Nevertheless the particles can be considered as related to nanoparticles and a number of interesting applications are discussed including using the microspheres for cancer treatment, timed drug delivery, and in hip replacement and Sensodyne toothpaste. The resource could be usefully used as an introduction to microparticles generally, before developing a more specific focus on nanoparticles and nanotechnology.
The resource includes a number of videos plus transcripts and a game related to the use of the particles in delivering targeted radiotherapy to cancer patients.
This guide on nanotechnology gives teachers a quick overview of the topic area. This would be useful reading for teachers preparing to teach this part of the syllabus for the first time who are unfamiliar with the key ideas in this area. The resource includes links to several websites for further information and greater detail.

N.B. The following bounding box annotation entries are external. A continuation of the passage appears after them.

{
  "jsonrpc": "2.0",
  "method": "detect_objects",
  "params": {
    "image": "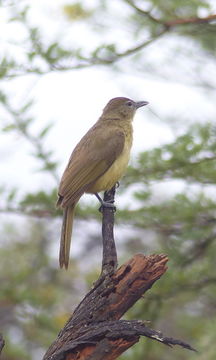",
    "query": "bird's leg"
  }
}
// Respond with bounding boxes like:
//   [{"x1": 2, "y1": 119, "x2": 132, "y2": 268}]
[{"x1": 94, "y1": 193, "x2": 116, "y2": 211}]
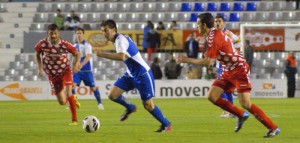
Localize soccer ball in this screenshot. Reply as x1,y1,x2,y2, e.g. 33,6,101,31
82,115,100,133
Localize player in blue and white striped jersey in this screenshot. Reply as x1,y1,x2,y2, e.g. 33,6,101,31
97,20,172,132
72,28,104,110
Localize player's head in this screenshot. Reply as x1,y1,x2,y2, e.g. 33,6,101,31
197,13,214,34
75,27,84,42
102,19,117,41
47,24,59,44
215,15,225,30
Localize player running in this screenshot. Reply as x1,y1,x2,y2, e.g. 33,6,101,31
215,15,241,118
97,20,172,132
35,24,80,126
72,28,104,110
177,13,280,138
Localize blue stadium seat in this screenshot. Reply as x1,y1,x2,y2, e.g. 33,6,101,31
246,2,256,11
207,3,218,11
181,3,192,11
190,13,198,22
220,3,230,11
233,3,244,11
194,3,205,11
229,13,240,22
217,13,227,21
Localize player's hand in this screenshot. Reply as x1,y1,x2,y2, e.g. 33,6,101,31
38,69,43,77
95,49,103,57
176,54,188,63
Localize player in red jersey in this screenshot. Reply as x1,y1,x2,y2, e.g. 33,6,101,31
35,24,80,125
177,13,280,137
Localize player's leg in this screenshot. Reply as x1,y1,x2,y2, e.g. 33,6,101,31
138,71,172,132
108,76,137,121
238,92,280,137
81,72,104,109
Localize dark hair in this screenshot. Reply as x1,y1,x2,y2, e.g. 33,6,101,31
246,40,250,45
101,19,117,31
75,27,84,34
48,24,59,31
216,14,225,21
198,12,215,28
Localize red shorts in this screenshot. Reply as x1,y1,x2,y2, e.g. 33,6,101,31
48,69,73,95
212,64,252,93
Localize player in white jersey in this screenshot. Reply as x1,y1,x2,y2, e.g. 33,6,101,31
215,15,241,118
72,28,104,110
97,20,172,132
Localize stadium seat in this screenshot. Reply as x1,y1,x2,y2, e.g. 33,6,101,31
285,1,296,10
36,3,51,12
168,2,181,12
216,12,227,21
130,3,143,12
220,2,230,11
255,12,269,21
232,3,244,11
87,13,101,22
104,3,117,12
258,1,272,11
229,13,240,22
282,12,295,21
139,13,152,22
154,2,169,12
143,3,156,12
246,2,256,11
206,3,218,11
78,3,94,12
164,12,177,22
194,3,205,11
117,3,130,12
113,13,126,22
152,13,164,22
272,1,286,11
126,13,139,22
65,3,78,11
90,3,104,12
269,12,282,21
181,3,192,12
51,3,64,12
242,12,255,21
190,13,198,22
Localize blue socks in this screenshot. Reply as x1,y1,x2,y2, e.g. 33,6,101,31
150,106,170,127
221,92,233,104
93,89,102,104
113,95,135,111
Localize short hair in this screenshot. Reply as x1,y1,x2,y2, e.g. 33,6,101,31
246,40,250,45
216,14,225,21
197,12,215,28
48,24,59,31
75,27,84,34
101,19,117,31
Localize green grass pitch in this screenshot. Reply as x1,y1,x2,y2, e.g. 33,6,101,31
0,98,300,143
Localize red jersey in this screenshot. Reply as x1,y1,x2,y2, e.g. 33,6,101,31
205,28,246,71
34,38,76,76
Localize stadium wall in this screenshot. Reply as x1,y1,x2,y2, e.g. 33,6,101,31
0,79,287,101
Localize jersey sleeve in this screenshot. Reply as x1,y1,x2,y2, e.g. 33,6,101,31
115,35,129,53
204,35,218,59
34,40,43,53
85,43,92,54
65,41,77,55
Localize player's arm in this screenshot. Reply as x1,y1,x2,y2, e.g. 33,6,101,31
96,50,127,61
177,55,212,66
35,52,43,77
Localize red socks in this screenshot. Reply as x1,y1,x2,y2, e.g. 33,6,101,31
67,95,77,121
249,104,277,130
214,97,244,117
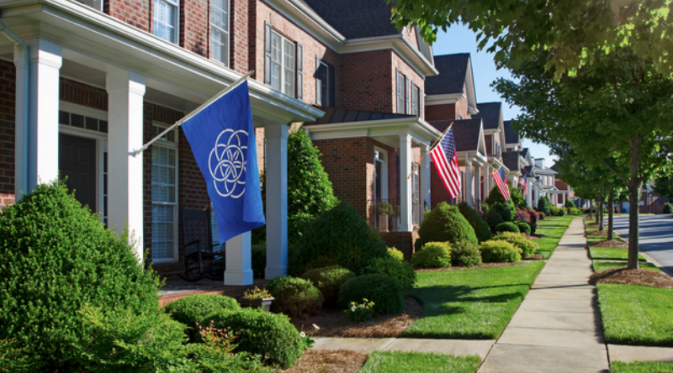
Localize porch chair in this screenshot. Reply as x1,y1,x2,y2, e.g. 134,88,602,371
180,208,225,281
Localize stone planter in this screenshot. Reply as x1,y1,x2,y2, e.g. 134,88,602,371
238,297,274,312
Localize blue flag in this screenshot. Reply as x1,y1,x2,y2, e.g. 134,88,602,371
182,81,265,243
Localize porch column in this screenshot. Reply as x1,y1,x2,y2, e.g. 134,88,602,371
264,123,290,280
400,135,413,232
105,70,145,261
421,145,432,221
14,38,63,201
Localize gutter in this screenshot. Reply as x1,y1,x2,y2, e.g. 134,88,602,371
0,21,27,202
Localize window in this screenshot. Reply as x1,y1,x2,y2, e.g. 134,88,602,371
154,0,179,43
152,125,178,261
210,0,229,66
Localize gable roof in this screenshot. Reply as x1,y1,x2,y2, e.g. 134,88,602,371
425,53,470,95
473,102,502,130
503,120,521,144
303,0,401,39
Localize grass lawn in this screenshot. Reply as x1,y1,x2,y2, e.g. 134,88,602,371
535,215,577,259
358,351,481,373
594,260,661,272
589,247,647,262
597,284,673,347
403,261,544,339
610,361,673,373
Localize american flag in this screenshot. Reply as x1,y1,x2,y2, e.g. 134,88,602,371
430,128,460,199
491,167,509,201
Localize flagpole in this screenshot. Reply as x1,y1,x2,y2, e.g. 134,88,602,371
407,122,453,179
131,70,255,157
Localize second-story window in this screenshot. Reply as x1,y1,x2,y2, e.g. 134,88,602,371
210,0,229,66
154,0,180,43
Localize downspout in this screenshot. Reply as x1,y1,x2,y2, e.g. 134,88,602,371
0,21,32,202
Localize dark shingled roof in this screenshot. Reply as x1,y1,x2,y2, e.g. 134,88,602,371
503,120,520,144
425,53,470,95
304,0,401,39
306,107,415,125
473,102,502,130
430,118,482,152
502,151,521,171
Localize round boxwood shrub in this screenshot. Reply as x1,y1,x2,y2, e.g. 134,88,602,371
451,242,482,267
493,232,538,258
365,258,416,290
339,273,405,315
291,203,388,275
479,240,521,263
301,266,355,307
412,241,452,268
0,182,161,372
495,221,521,233
265,276,323,317
513,220,530,235
458,202,493,242
416,202,478,250
164,294,241,339
201,301,304,368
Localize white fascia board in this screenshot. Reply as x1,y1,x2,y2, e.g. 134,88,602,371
263,0,346,51
0,0,324,121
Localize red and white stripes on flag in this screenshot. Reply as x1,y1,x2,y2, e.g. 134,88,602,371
430,128,461,199
491,167,510,201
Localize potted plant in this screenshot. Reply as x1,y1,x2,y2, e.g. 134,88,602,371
238,286,273,312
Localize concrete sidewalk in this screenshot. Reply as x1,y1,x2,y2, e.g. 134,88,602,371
479,218,609,373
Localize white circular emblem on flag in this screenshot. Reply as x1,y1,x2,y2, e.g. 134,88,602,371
208,129,248,198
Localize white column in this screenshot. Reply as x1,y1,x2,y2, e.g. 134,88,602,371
264,123,290,280
14,38,63,201
420,145,432,220
224,232,252,286
105,70,145,261
400,135,413,232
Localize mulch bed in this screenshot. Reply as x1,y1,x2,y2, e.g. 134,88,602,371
292,297,423,338
589,240,629,250
283,349,367,373
589,268,673,289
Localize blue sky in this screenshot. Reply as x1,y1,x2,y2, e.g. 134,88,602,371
432,25,557,167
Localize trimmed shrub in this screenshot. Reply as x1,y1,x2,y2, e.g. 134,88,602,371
495,221,520,233
479,240,521,263
164,294,241,340
365,258,416,290
0,181,161,372
301,266,355,307
290,203,388,275
201,301,304,368
493,232,538,258
339,273,405,315
416,202,478,250
388,247,404,263
451,242,482,267
265,276,323,317
458,202,493,242
514,220,530,235
412,241,452,268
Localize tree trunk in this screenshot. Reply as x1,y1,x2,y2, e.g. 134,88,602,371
627,135,642,269
608,186,614,241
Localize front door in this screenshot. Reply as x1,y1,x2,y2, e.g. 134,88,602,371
58,134,96,212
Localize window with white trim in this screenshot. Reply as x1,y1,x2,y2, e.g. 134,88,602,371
210,0,229,66
153,0,180,44
152,124,178,261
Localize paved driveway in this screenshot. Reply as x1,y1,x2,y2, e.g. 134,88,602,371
606,215,673,274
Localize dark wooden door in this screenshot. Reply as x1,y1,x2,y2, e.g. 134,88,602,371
58,134,96,211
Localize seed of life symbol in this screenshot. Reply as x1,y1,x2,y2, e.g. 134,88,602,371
208,129,248,198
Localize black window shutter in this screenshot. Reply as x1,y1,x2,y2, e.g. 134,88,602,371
329,65,336,107
264,22,271,84
297,43,304,100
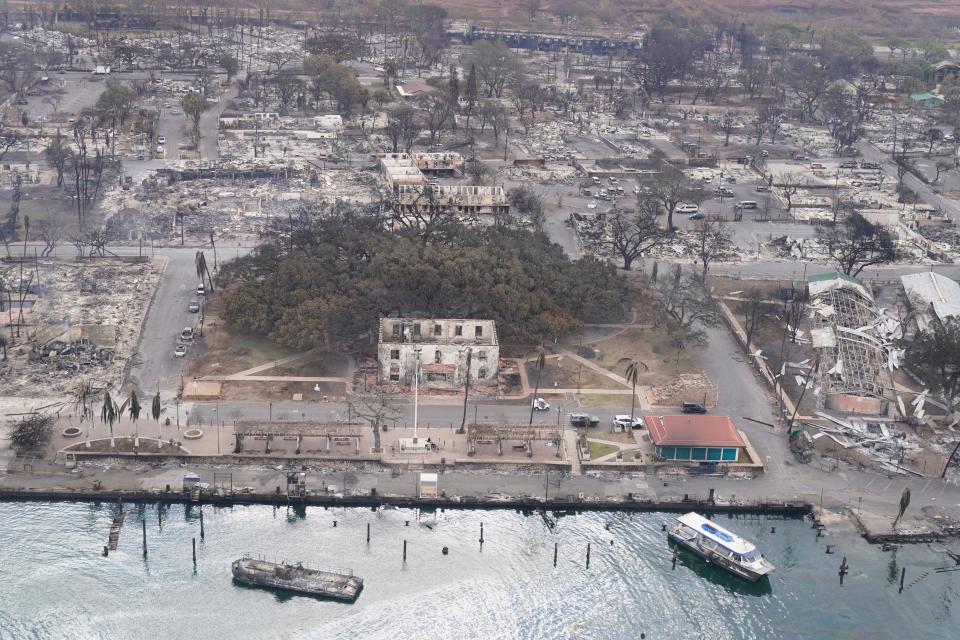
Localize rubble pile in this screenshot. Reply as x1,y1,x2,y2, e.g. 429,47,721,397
0,259,159,396
510,121,584,160
497,164,583,184
802,411,925,475
102,168,380,241
648,373,717,406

This is a short article on the discovery and some of the properties of graphene which could be used to enrich a discussion focusing on allotropes of carbon, or in particular the nature of the structure of graphite.

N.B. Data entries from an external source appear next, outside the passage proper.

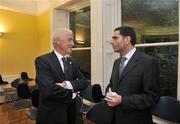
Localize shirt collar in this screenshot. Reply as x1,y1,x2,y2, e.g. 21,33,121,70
125,47,136,60
54,50,63,61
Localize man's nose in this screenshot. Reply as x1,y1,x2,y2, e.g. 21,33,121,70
71,40,74,47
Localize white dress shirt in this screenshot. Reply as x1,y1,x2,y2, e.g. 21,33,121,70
124,47,136,67
54,50,76,99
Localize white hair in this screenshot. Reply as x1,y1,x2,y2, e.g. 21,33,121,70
52,28,72,44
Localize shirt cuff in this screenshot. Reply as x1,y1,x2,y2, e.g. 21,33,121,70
64,81,73,91
64,81,77,99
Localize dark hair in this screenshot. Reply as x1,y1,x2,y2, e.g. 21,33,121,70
114,26,136,45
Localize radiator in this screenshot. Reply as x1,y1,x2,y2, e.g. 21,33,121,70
2,74,19,83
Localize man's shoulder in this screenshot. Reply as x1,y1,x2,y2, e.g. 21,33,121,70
36,52,53,59
137,51,155,61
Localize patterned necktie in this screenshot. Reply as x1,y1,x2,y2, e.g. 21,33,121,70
119,57,127,77
62,57,67,74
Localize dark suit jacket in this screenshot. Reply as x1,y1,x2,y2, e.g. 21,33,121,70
35,52,87,124
106,50,160,124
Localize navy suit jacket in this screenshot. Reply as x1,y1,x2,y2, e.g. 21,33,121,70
35,52,87,124
106,50,160,124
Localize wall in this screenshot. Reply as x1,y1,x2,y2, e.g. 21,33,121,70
37,10,51,55
0,9,50,78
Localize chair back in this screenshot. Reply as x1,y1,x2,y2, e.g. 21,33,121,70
152,96,180,123
0,75,8,85
31,89,39,108
17,83,31,99
80,85,94,102
11,78,21,89
86,102,113,124
21,72,33,81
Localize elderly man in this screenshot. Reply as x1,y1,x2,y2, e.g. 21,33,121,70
35,28,88,124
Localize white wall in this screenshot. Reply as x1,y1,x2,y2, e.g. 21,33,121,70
0,0,50,15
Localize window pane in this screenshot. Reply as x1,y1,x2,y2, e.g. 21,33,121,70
122,0,179,43
70,6,91,48
138,46,178,97
72,50,91,80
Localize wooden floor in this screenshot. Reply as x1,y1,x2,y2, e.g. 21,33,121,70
0,103,35,124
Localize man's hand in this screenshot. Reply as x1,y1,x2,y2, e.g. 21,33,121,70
56,82,66,88
104,95,122,107
104,89,122,107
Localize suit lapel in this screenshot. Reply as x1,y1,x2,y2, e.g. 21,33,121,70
51,51,64,78
119,51,139,82
65,57,72,79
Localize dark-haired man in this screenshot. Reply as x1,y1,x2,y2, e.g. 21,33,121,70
105,26,159,124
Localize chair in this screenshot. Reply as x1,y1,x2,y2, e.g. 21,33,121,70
152,96,180,123
26,89,39,120
21,72,34,81
11,78,21,89
86,102,113,124
0,75,8,85
80,84,103,123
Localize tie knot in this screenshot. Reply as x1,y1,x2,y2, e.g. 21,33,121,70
120,57,127,63
62,57,67,62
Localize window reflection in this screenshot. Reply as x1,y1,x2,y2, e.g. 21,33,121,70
122,0,178,43
72,50,91,80
138,46,178,98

In this short (3 minute) video from the Royal Institution Professor Stephen Curry surveys the different allotropes of carbon and discusses the importance of the element to life. Included are some nice images of the structures of the allotropes and which could be used as a starter for a lesson looking at carbon as an element.

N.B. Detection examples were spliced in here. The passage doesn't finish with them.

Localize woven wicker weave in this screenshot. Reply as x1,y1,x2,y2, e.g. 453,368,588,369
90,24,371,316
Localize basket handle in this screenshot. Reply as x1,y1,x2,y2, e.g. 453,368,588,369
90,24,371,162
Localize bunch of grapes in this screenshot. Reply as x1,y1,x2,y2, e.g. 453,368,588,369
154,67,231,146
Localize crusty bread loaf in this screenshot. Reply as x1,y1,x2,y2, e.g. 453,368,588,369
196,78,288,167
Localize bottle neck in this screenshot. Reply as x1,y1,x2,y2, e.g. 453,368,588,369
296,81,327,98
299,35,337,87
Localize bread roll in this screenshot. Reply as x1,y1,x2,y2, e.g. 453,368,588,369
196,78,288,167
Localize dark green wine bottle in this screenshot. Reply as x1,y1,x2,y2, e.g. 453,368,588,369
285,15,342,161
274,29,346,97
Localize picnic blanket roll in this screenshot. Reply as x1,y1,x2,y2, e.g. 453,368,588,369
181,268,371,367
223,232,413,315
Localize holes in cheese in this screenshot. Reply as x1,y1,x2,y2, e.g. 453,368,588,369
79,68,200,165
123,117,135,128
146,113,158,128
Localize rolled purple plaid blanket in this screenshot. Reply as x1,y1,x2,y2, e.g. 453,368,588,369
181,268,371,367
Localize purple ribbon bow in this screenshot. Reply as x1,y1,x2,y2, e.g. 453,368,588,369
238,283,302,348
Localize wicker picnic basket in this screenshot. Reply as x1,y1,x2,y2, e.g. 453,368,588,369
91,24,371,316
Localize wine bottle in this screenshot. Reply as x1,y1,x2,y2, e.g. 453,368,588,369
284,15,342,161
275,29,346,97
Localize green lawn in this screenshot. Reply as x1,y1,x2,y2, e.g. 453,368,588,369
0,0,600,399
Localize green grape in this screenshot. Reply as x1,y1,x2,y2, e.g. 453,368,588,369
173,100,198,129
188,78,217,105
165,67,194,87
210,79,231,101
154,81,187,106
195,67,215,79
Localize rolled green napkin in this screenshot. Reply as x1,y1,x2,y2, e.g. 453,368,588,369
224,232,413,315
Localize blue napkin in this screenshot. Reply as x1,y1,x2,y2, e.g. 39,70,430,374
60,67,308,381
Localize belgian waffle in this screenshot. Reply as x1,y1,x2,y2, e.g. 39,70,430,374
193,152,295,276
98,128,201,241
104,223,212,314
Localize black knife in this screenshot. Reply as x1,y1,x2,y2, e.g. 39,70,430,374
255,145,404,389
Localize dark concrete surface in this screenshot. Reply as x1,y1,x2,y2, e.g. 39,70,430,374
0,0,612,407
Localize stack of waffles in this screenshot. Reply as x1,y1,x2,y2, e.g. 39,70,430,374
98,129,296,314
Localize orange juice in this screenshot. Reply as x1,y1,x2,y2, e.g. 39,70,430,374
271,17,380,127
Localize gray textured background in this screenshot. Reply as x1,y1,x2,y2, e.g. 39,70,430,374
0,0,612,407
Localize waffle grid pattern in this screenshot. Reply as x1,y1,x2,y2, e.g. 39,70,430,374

In this short video Nobel prizewinner Sir Harry Kroto discusses his discovery of buckminsterfullerene, and the C60 molecules from which it is composed, perhaps better and more affectionately known as bucky balls.
This activity challenges students to use data on the melting temperature of a number of non-metallic elements to predict the melting temperature of carbon. Information is then provided to show that the logical prediction based on trends in data is very inaccurate.
The resource goes on to link the seemingly anomalously high melting temperature of carbon with its structure as a giant covalent solid whereas the other elements have simple molecular structures. This reinforces students' understanding of the crucial difference between these two types of covalent solid.
This activity would be suitable for more able students and encourages independent learning and an understanding of the importance, strength and weaknesses of predictions in scientific modeling.
This resource gives some background information of Sir Harry Kroto and his discovery of buckminsterfullerene and compares the structures of diamond, graphite and buckminsterfullerene.
It contains a useful visualisation to enable students to picture the size of buckminsterfullerene molecules and asks a series of questions to encourage students to learn and think about the structure and properties of carbon allotropes. This would form a useful class activity or could be used to introduce and stimulate interest in a project on the allotropes of carbon, perhaps combined with the short videos about carbon included in this list.
This article provides a colourful and interesting, short introduction to nanotechnology. It discusses the topic of nanotechnology at a level and in a language suitable for GCSE students and includes many examples of actual and futuristic applications of this technology in an engaging and accessible way without being over technical. Could be used as a class handout for homework reading prior to a first lesson on nanotechnology or as an in class resource.
This fascinating 30 minute video is directed at improving teachers' professional knowledge, but sections of it would be suitable for showing to students. The first half of the video covers various aspects of nanotechnology, explaining what it is and showcasing some interesting aspects of nanotechnology, including the use of graphene in microcircuits and its potential to render silicon based technology obsolete. This is a very useful resource for those teaching nanotechnology for the first time and wanting more background, and particularly applications and anecdotes.